Com relação à imunidade profissional, a OAB também tratou de minimizar a mudança legislativa. “Apesar do erro material na redação final do projeto de lei, a OAB entende que o equívoco não produz qualquer efeito prático para a imunidade da advocacia, uma vez que a garantia também é expressa tanto na Constituição Federal quanto no Código Penal, que estabelecem a inviolabilidade da advocacia em seus atos e manifestações”, explicou o vice-presidente da OAB Nacional, Rafael Horn.

O relator do projeto na Câmara, deputado Lafayette de Andrada (Rep-MG), reconheceu o erro. “Trata-se de uma construção equivocada do artigo 7º, pois o texto do substitutivo dava nova redação aos parágrafos 1º e 2º do referido artigo, quando, na verdade, a intenção era incluir novos parágrafos e manter o conteúdo dos dois parágrafos então vigentes. Quando um texto de alteração é muito distinto do vigente, a praxe é revogar o texto vigente e incluir o aprovado numa nova numeração”, justificou o parlamentar.

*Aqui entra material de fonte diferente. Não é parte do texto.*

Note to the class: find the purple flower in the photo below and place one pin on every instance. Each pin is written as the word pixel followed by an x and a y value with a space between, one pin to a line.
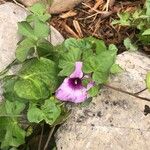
pixel 72 89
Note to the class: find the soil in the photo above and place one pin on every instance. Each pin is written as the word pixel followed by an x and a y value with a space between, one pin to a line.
pixel 93 18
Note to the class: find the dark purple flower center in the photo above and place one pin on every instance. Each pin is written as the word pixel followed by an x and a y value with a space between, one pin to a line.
pixel 75 83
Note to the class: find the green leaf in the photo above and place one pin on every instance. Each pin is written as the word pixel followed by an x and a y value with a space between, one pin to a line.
pixel 129 46
pixel 23 49
pixel 13 135
pixel 115 69
pixel 35 114
pixel 38 79
pixel 148 80
pixel 68 60
pixel 147 4
pixel 146 32
pixel 41 69
pixel 14 108
pixel 41 29
pixel 100 65
pixel 31 89
pixel 49 112
pixel 25 29
pixel 93 91
pixel 89 65
pixel 8 88
pixel 45 48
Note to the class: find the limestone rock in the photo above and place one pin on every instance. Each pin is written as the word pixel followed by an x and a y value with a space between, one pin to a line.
pixel 113 120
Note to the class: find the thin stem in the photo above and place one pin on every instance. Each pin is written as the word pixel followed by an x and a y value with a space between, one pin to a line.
pixel 140 91
pixel 49 137
pixel 126 92
pixel 40 141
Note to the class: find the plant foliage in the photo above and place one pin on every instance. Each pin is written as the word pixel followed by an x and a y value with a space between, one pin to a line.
pixel 29 94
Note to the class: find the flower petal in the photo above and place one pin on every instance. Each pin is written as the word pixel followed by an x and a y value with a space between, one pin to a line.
pixel 66 93
pixel 90 85
pixel 78 70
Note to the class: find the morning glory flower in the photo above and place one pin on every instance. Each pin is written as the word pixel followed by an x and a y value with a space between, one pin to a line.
pixel 72 88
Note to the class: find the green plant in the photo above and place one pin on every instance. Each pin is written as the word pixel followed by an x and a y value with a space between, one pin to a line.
pixel 29 95
pixel 139 19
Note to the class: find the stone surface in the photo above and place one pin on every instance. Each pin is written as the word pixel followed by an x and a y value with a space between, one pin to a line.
pixel 10 14
pixel 113 120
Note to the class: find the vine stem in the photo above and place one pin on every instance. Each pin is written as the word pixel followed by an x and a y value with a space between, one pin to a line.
pixel 129 93
pixel 49 137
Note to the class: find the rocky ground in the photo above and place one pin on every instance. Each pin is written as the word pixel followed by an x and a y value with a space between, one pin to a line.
pixel 113 120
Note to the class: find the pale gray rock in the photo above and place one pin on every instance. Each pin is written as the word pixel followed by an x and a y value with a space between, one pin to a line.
pixel 10 15
pixel 113 120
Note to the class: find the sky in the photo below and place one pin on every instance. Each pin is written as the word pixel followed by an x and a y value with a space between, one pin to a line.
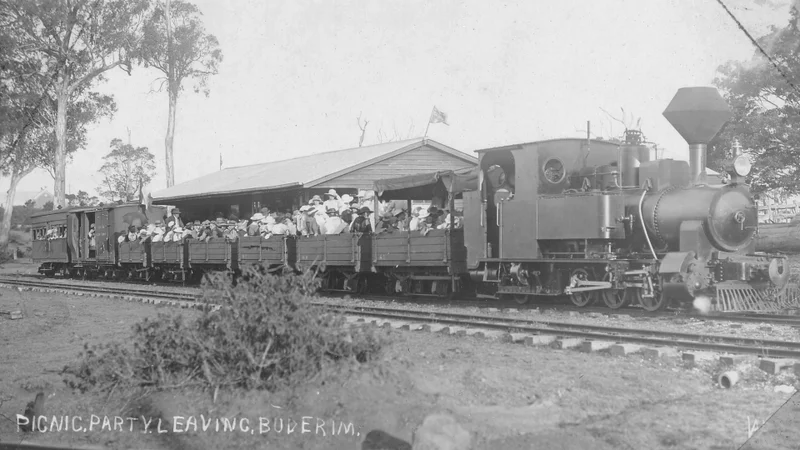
pixel 296 75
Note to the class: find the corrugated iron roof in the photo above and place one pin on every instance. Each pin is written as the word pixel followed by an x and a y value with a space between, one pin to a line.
pixel 302 171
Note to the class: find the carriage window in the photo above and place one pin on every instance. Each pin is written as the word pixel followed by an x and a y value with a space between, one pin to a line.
pixel 554 171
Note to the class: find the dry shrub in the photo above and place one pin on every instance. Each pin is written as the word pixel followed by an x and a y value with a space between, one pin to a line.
pixel 266 334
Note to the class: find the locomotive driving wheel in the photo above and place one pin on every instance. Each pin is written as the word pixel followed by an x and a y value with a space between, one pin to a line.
pixel 586 298
pixel 659 300
pixel 616 298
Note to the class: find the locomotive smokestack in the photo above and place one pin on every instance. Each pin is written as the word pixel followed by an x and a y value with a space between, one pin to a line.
pixel 698 113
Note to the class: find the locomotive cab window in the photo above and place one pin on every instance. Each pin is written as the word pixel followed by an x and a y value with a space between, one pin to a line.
pixel 554 171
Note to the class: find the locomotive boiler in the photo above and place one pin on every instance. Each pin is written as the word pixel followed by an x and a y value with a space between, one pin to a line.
pixel 593 219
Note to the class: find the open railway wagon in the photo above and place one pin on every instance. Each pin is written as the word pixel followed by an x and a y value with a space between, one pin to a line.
pixel 343 260
pixel 424 264
pixel 74 253
pixel 274 253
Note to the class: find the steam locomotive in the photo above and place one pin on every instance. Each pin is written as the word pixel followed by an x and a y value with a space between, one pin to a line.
pixel 595 220
pixel 589 219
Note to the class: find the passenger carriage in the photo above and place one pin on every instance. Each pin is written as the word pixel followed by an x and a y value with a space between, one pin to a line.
pixel 75 252
pixel 49 242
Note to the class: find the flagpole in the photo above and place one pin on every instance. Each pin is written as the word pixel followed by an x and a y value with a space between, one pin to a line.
pixel 429 124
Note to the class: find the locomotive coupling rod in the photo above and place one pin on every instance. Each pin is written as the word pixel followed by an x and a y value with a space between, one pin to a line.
pixel 588 286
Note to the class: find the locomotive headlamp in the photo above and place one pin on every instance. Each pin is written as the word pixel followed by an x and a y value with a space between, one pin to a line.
pixel 742 165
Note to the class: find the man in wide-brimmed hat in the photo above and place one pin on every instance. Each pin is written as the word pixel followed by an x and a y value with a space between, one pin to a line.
pixel 176 217
pixel 253 227
pixel 386 223
pixel 334 223
pixel 361 223
pixel 311 227
pixel 401 219
pixel 332 200
pixel 315 201
pixel 417 221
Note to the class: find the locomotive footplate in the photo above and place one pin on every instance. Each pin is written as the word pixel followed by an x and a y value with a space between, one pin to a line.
pixel 523 290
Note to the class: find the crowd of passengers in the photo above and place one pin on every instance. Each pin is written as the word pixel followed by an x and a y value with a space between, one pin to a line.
pixel 50 233
pixel 336 215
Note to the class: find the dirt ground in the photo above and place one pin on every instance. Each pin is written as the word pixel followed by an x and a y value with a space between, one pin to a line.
pixel 508 396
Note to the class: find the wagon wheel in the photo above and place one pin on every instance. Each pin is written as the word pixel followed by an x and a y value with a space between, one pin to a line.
pixel 582 299
pixel 362 286
pixel 615 298
pixel 521 299
pixel 659 301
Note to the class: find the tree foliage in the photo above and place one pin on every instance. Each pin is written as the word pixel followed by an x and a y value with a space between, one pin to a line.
pixel 192 53
pixel 127 169
pixel 766 112
pixel 75 42
pixel 176 43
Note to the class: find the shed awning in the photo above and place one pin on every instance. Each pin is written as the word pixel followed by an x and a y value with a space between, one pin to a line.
pixel 422 185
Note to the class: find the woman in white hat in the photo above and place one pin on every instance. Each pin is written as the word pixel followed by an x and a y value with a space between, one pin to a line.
pixel 311 226
pixel 332 200
pixel 418 219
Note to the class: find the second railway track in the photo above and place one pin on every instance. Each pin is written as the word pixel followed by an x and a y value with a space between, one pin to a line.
pixel 551 332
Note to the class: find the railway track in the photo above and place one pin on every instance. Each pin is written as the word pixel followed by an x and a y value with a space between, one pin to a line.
pixel 549 332
pixel 131 290
pixel 592 333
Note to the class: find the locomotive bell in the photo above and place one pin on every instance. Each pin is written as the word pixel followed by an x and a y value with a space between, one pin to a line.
pixel 697 113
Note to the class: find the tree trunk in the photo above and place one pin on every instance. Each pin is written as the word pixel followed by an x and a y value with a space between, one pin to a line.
pixel 173 106
pixel 59 190
pixel 778 237
pixel 5 225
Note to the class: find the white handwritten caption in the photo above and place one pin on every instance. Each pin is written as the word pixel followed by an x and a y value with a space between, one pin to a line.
pixel 183 424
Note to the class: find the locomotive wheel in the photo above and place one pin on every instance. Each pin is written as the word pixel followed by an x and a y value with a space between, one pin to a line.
pixel 659 301
pixel 521 299
pixel 582 299
pixel 620 298
pixel 615 298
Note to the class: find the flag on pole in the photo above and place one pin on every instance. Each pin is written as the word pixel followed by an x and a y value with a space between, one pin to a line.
pixel 438 117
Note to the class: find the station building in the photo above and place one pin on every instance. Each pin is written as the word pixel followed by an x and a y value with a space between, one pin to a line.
pixel 287 184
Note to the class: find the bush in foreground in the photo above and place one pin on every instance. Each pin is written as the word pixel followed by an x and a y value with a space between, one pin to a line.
pixel 266 334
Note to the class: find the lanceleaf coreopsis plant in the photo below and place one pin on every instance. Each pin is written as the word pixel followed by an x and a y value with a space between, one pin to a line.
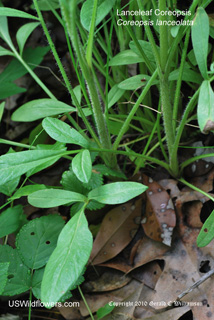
pixel 50 257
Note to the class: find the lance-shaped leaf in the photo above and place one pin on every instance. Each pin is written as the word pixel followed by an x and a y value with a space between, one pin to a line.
pixel 11 220
pixel 10 12
pixel 3 275
pixel 19 276
pixel 205 111
pixel 40 108
pixel 54 197
pixel 23 34
pixel 82 166
pixel 200 37
pixel 104 6
pixel 36 240
pixel 14 165
pixel 117 192
pixel 62 132
pixel 67 262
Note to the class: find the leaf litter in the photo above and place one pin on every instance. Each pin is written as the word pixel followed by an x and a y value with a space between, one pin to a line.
pixel 144 273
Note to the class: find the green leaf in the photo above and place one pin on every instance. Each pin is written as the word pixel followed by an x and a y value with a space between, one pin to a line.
pixel 41 108
pixel 36 282
pixel 4 32
pixel 15 70
pixel 200 38
pixel 114 95
pixel 36 240
pixel 104 311
pixel 206 234
pixel 101 168
pixel 205 110
pixel 14 165
pixel 5 52
pixel 117 192
pixel 135 82
pixel 36 285
pixel 26 190
pixel 54 197
pixel 188 75
pixel 71 183
pixel 44 4
pixel 23 33
pixel 61 131
pixel 3 275
pixel 50 162
pixel 82 166
pixel 9 12
pixel 19 276
pixel 11 220
pixel 78 94
pixel 146 48
pixel 8 89
pixel 2 105
pixel 95 181
pixel 9 187
pixel 104 7
pixel 67 262
pixel 125 57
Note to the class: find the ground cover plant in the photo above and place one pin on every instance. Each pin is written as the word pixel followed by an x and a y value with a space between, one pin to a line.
pixel 124 118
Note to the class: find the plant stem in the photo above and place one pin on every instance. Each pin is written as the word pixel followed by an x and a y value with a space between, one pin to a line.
pixel 163 36
pixel 134 109
pixel 33 75
pixel 136 155
pixel 179 81
pixel 91 35
pixel 86 304
pixel 64 75
pixel 70 17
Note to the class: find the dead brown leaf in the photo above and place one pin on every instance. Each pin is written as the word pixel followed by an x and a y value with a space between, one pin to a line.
pixel 117 229
pixel 160 218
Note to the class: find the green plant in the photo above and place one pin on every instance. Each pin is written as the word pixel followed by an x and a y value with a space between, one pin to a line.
pixel 92 146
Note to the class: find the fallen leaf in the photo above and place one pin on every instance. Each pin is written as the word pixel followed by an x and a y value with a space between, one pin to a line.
pixel 148 274
pixel 160 219
pixel 108 281
pixel 117 229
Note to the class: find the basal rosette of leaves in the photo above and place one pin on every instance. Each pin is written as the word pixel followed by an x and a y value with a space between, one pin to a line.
pixel 90 130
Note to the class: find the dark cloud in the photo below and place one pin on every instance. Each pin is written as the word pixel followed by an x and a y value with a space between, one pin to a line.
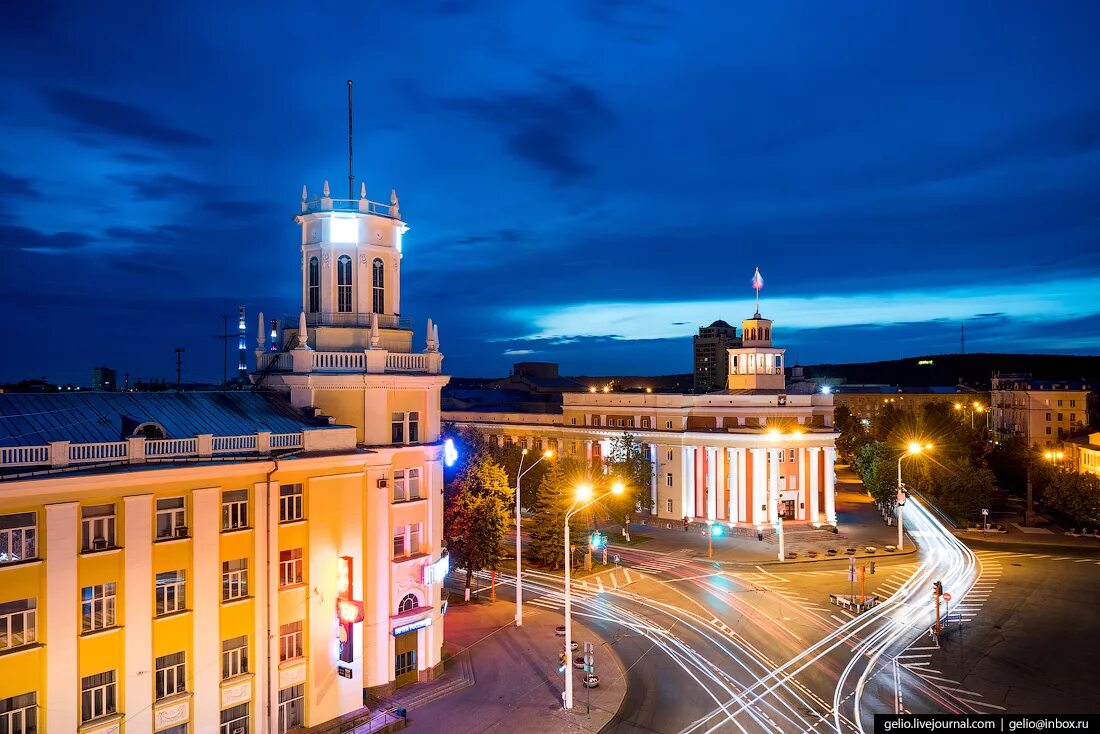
pixel 119 120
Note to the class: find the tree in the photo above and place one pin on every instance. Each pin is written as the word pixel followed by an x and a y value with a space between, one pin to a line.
pixel 477 514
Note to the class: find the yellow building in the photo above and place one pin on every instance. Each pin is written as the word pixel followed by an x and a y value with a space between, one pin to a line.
pixel 175 562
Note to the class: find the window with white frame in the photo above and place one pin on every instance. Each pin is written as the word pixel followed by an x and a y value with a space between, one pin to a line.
pixel 289 567
pixel 98 696
pixel 97 606
pixel 290 503
pixel 289 641
pixel 171 675
pixel 18 624
pixel 235 720
pixel 234 579
pixel 234 510
pixel 18 537
pixel 171 592
pixel 292 708
pixel 19 714
pixel 97 527
pixel 171 518
pixel 234 656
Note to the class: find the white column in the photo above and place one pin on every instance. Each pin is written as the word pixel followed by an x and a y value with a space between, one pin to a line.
pixel 63 607
pixel 712 483
pixel 205 589
pixel 812 490
pixel 759 488
pixel 138 610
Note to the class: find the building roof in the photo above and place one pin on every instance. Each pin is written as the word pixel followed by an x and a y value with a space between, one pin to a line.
pixel 88 417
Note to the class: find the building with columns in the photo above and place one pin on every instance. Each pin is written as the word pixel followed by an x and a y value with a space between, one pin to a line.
pixel 234 561
pixel 746 456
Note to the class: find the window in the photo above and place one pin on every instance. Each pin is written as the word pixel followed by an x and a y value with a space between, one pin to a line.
pixel 289 503
pixel 97 696
pixel 234 579
pixel 19 714
pixel 289 641
pixel 97 527
pixel 18 537
pixel 289 567
pixel 17 624
pixel 378 292
pixel 292 702
pixel 171 518
pixel 171 592
pixel 234 510
pixel 235 720
pixel 97 606
pixel 171 675
pixel 234 656
pixel 343 284
pixel 315 285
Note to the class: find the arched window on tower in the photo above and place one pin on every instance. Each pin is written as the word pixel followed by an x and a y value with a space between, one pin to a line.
pixel 343 284
pixel 315 285
pixel 378 280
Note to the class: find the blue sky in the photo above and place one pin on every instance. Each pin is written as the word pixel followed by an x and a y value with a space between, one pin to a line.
pixel 585 183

Ainda que a própria Câmara tenha reconhecido o erro, e que a OAB dê como certa a volta dos dispositivos, ainda não está claro o desenlace dessa confusão. O presidente do Senado, Rodrigo Pacheco (PSD-MG), enviou um ofício ao Palácio do Planalto solicitando que Bolsonaro sancione novamente o texto, dessa vez com o texto corrigido. No entanto, o regimento interno do Senado prevê, na parte em que trata de erros materiais, que “se a matéria já houver sido votada pelo Senado, a Presidência providenciará para que seja objeto de nova discussão, promovendo, quando necessário, a substituição dos autógrafos remetidos à Presidência da República ou à Câmara”.